Temperatures have been so low for so long that plants that usually start flowering in spring are holding back to avoid being damaged by the Arctic conditions.
But the number of botanical no-shows is stacking up and when spring does arrive, gardeners expect a riot of colour in their borders.
A survey by National Trust gardeners and volunteers has shown that flowering dates have been set back by up to a month, bucking a trend for the earlier flowering seen in recent years.
A national flower count has been carried out by the organisation since 2006 at its Devon and Cornwall properties, but this year it has also looked at its gardens in other parts of the country.

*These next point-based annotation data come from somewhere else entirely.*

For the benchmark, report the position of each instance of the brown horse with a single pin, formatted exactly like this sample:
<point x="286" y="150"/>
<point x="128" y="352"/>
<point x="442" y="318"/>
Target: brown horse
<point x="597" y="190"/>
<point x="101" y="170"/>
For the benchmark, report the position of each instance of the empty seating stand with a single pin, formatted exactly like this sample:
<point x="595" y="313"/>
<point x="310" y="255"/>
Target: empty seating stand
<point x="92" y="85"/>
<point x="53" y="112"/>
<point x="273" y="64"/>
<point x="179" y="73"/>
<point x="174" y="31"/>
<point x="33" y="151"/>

The survey revealed that some species appear to have put off flowering by up to a month and far fewer plants have managed to burst into bloom than this time last year.
Counts in 12 gardens in Devon and Cornwall revealed that only 1,115 varieties of plants have managed to produce flowers this year compared to 3,335 in the same places two years ago.
Ian Wright, a gardens adviser to the National Trust, said: "This year plants have been held back by around two to four weeks by the cold weather, but once it warms up everything will be blooming at once, rather than over a longer period of time, so we can expect a spectacular spring."
Richard Todd, head gardener at the National Trust's Anglesey Abbey in Lode, Cambridgeshire, said: "Once this latest cold snap has given up, it will all happen in a hurry as there are huge numbers of bulbs and winter flowering shrubs just waiting in the wings ready to go." At Anglesey the snowdrop season usually runs from 18 January to 21 February but it is two to three weeks late this year following almost six weeks of below-average temperatures. Consequently, some snowdrops are expected to still be in bloom in the abbey's garden in the middle of March.
Over the 30 years, according to experts at the Royal Botanic Gardens Kew, in south-west London, the date at which a host of plant species start flowering has advanced dramatically. Among them are wild daffodils, which have flowered 16 days earlier on average than they did in the 1980s, while snowdrops flowered 11 days sooner.